Ketua Bawaslu RI Rahmat Bagja menilai, beban dana kampanye dan biaya kontestasi telah menjadi “olahraga ekstrem” yang tak semua kandidat mampu mengikutinya. Dalam praktiknya, kampanye di media elektronik justru berubah dari sarana edukasi politik menjadi arena adu tebal dompet.
“Pasca Pemilu dan Pilkada 2024, kami melihat ada persoalan serius terkait pembiayaan politik. Bebannya terlalu berat bagi calon,” ujar Bagja, Minggu (21/12/2025), sebagaimana dilansir Wawai News.
Bagja menangkap apa yang ia sebut sebagai “kebatinan politisi” sebuah istilah halus untuk menggambarkan kegelisahan para kandidat yang sadar bahwa menang pemilu kini bukan soal gagasan, tapi soal anggaran.
Dari situ, muncul dorongan agar pembiayaan politik ke depan dibuat lebih efisien, atau setidaknya lebih manusiawi bagi dompet para calon.
“Pengaturan ke depan tentu diserahkan kepada pemerintah dan DPR. Namun kami akan mengusulkan beberapa hal untuk memperbaiki aturan kampanye,” kata Bagja.
Menurutnya, perkembangan teknologi dan perilaku pemilih saat ini sebenarnya membuka banyak alternatif kampanye yang lebih murah, tanpa harus membakar anggaran lewat iklan televisi atau radio yang tarifnya kerap membuat bendahara tim kampanye sulit tidur.

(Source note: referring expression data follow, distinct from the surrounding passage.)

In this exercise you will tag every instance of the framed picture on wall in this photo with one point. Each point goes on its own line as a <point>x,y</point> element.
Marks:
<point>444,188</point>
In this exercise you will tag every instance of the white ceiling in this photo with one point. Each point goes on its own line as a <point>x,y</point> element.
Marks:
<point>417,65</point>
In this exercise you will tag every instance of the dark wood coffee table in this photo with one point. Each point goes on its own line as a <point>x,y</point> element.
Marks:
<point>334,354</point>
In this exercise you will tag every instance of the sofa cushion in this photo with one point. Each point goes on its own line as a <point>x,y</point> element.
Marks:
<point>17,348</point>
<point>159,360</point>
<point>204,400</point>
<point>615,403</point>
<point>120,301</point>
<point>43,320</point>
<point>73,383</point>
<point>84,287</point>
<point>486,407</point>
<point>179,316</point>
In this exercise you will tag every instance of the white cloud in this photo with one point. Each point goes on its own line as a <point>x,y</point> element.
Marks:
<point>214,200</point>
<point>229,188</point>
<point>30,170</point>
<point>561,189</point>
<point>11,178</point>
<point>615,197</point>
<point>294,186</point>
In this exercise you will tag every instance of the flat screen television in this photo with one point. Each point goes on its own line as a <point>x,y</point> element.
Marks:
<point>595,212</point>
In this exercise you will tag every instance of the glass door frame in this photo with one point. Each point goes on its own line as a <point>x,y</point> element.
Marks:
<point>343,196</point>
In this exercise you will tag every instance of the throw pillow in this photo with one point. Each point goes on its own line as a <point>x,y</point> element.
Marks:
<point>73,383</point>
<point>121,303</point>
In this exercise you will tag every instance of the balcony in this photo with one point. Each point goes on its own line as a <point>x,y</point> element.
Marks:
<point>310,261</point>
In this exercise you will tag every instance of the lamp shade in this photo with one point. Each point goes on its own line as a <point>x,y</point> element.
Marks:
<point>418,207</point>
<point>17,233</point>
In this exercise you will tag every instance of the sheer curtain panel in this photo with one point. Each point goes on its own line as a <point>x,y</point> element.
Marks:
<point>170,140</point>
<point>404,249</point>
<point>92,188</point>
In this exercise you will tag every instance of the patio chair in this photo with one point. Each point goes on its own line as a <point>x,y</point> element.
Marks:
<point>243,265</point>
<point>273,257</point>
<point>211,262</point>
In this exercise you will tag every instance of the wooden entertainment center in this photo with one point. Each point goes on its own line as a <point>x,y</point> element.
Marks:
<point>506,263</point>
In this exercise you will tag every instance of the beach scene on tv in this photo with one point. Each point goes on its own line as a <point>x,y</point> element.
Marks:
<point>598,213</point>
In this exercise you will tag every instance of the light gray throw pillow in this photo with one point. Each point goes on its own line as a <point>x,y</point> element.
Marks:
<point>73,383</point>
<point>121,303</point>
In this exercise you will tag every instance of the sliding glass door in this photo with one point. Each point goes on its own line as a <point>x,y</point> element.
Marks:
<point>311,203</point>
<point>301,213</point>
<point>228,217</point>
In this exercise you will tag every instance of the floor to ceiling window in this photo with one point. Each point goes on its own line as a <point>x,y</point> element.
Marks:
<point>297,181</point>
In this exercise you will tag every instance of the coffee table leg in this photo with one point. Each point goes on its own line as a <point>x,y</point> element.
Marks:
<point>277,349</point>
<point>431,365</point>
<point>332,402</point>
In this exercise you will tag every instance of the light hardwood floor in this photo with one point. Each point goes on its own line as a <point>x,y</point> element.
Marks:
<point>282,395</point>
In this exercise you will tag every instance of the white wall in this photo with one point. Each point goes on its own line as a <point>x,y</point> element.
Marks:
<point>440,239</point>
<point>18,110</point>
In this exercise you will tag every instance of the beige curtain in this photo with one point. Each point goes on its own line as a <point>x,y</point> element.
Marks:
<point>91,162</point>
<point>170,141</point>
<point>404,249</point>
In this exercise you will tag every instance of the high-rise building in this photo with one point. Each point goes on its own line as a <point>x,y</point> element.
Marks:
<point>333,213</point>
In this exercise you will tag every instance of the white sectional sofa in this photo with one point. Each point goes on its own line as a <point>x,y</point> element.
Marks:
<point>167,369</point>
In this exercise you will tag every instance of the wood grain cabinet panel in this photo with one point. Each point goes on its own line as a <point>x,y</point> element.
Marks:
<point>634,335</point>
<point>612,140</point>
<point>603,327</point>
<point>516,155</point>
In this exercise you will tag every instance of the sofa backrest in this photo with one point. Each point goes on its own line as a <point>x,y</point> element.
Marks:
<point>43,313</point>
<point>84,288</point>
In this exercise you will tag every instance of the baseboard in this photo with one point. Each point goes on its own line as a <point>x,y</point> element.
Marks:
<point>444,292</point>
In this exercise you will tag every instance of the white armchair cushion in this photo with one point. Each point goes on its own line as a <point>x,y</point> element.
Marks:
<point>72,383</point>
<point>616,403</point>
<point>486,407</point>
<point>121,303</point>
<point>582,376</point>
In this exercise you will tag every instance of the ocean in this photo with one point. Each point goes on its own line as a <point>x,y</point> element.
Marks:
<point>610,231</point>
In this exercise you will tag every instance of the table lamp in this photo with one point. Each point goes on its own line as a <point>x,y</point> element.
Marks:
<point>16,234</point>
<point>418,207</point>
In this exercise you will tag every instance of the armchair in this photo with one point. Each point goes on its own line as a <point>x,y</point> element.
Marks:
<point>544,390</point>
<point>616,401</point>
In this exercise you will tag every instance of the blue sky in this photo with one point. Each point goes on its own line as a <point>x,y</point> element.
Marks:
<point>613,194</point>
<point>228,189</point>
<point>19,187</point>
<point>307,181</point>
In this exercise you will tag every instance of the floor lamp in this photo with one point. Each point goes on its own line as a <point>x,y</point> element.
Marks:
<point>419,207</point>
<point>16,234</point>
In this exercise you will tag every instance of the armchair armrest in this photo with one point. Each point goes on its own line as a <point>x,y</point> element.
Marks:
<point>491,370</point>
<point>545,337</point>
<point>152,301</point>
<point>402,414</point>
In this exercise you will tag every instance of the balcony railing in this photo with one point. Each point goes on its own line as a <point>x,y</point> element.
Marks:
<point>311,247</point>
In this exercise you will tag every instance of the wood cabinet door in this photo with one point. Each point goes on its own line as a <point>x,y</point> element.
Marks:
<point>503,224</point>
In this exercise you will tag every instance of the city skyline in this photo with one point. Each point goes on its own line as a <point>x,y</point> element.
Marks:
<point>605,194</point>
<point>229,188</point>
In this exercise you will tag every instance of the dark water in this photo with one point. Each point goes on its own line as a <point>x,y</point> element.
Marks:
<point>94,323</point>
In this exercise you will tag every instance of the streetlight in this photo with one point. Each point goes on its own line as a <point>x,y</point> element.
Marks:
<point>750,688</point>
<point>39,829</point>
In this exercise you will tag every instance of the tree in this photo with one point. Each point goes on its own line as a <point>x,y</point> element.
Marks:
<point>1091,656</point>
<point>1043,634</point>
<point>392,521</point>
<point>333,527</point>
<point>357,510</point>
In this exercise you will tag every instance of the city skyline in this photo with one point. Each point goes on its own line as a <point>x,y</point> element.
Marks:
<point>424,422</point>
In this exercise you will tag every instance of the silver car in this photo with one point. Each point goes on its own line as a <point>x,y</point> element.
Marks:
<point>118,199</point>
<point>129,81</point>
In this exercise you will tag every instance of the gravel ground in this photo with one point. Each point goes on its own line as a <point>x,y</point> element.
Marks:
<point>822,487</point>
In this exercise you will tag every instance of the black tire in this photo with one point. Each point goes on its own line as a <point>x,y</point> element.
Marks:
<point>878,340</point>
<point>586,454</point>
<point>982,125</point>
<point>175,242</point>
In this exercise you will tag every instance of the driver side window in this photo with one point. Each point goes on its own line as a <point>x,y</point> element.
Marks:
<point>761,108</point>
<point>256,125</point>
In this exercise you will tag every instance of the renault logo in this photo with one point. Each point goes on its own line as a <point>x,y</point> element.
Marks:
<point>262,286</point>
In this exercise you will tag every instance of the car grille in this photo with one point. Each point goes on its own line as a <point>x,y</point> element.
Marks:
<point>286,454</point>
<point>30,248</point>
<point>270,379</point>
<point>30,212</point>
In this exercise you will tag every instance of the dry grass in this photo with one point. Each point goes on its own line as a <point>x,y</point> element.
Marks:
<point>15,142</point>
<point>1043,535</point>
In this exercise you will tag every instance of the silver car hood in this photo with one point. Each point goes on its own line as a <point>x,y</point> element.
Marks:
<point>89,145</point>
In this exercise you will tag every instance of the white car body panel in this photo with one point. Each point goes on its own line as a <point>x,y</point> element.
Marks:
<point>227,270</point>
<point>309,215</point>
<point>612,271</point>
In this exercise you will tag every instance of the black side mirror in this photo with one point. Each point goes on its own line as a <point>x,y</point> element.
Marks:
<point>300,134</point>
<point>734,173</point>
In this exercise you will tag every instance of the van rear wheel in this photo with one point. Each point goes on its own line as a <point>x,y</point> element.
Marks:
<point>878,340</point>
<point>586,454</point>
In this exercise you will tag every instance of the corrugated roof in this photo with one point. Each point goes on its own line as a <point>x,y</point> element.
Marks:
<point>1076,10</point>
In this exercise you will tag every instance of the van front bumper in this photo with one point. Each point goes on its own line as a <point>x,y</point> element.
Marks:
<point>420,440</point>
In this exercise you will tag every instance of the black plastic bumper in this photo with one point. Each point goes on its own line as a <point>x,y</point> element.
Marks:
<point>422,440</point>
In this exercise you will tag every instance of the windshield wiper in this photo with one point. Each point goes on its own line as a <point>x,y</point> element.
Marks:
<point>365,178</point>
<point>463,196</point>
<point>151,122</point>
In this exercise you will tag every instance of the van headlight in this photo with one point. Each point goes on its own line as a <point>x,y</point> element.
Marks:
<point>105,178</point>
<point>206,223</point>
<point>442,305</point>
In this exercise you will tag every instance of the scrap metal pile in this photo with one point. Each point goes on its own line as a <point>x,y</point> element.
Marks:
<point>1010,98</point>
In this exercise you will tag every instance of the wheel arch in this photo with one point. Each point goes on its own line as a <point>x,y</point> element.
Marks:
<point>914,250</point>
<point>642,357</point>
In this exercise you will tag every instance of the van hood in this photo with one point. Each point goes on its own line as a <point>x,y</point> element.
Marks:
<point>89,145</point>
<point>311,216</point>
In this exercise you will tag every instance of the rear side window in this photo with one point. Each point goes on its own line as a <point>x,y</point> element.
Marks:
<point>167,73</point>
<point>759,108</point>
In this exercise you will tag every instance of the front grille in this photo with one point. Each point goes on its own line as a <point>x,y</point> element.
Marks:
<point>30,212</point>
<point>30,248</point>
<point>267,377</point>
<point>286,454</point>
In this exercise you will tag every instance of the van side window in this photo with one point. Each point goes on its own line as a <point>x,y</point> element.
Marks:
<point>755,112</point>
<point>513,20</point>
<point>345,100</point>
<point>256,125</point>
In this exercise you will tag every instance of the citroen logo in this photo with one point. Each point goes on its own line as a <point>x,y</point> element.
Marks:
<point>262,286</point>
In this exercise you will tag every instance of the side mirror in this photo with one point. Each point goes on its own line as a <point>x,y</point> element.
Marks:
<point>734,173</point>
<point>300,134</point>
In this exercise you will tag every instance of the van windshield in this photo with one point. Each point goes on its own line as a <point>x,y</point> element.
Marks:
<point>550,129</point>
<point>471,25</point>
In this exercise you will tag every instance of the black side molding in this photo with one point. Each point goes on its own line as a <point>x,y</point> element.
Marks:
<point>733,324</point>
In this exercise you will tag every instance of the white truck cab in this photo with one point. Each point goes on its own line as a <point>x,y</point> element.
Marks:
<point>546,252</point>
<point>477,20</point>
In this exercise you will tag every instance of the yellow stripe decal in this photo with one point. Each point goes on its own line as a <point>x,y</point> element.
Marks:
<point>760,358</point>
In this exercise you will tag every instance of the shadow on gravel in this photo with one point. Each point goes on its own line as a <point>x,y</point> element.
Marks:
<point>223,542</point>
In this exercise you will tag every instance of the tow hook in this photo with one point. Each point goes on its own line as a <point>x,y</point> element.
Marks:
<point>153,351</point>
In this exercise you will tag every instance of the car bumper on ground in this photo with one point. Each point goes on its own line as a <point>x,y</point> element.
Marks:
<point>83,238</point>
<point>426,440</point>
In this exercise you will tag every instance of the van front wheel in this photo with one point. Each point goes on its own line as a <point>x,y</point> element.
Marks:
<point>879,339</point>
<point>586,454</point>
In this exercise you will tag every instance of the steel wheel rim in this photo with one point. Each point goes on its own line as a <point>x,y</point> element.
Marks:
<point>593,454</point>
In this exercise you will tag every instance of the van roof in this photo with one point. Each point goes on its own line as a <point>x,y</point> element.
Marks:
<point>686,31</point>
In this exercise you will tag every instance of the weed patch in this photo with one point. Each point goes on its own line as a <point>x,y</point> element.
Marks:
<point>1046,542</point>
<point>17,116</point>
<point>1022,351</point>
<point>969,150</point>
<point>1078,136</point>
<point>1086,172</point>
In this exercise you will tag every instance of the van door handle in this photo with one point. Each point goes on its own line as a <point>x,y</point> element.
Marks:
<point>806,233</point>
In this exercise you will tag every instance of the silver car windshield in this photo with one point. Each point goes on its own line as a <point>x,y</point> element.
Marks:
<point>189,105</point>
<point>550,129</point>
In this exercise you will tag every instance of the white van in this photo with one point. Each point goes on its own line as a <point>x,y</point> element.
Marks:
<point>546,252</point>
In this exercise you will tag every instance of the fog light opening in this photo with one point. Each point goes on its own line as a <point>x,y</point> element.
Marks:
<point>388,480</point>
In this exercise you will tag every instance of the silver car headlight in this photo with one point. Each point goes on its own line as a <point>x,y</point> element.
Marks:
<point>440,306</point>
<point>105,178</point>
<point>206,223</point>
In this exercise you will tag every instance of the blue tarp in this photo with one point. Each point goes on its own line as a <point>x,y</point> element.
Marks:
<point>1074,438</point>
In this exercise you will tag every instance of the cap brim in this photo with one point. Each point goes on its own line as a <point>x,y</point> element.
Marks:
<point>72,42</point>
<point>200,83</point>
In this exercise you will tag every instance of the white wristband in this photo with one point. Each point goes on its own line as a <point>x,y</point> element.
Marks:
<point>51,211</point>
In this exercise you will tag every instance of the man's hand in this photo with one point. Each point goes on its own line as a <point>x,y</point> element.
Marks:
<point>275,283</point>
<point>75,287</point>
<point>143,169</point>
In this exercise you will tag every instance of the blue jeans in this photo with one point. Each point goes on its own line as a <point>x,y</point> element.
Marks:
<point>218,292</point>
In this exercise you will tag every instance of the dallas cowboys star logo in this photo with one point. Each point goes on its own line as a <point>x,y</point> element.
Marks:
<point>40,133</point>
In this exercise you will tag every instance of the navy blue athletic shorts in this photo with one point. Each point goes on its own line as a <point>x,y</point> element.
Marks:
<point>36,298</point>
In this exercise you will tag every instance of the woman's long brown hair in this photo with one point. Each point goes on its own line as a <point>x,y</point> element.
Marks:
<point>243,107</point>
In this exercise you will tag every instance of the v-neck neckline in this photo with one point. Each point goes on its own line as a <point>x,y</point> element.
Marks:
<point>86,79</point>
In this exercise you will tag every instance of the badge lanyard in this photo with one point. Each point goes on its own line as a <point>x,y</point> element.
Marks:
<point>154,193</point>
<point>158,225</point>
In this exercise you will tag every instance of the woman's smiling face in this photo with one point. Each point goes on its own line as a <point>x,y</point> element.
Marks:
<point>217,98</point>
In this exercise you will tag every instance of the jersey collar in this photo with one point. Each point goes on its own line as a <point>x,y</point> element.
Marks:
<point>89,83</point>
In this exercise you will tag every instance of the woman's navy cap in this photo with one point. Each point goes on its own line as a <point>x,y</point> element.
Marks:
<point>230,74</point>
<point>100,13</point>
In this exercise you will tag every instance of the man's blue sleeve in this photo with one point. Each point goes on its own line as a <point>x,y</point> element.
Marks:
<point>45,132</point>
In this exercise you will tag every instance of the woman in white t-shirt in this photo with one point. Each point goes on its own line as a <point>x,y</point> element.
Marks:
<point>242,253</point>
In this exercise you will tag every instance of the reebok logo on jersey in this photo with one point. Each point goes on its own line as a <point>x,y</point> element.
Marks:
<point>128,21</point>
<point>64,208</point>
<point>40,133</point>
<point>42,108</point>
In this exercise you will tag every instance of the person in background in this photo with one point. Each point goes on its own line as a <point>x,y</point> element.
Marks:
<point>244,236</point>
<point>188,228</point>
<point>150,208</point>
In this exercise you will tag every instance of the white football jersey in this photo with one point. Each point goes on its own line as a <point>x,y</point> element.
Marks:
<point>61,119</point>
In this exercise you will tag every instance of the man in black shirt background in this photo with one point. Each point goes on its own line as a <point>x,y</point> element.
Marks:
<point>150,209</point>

“Misalnya kampanye di media elektronik selama 21 hari, itu sudah tidak relevan lagi. Apalagi dengan alasan pembatasan akses keuangan.
Faktanya, memang tidak semua punya akses terhadap keuangan-keuangan itu,” ujar Bagja, menyiratkan bahwa demokrasi seharusnya tidak hanya ramah bagi kandidat bermodal besar.
Di balik usulan tersebut, Bawaslu juga menegaskan pentingnya pengawasan dana kampanye. Sebab, di tengah mahalnya biaya politik, pengawasan bukan lagi sekadar formalitas laporan, melainkan benteng terakhir agar pemilu tidak sepenuhnya berubah menjadi kompetisi siapa paling kuat secara finansial.
“Oleh sebab itu, pengawasan dana kampanye juga penting untuk dinilai,” tegas Anggota Bawaslu RI dua periode itu.
Usulan ini pun berpotensi memantik perdebatan panjang. Di satu sisi, penghapusan kampanye di media elektronik bisa memangkas ongkos politik.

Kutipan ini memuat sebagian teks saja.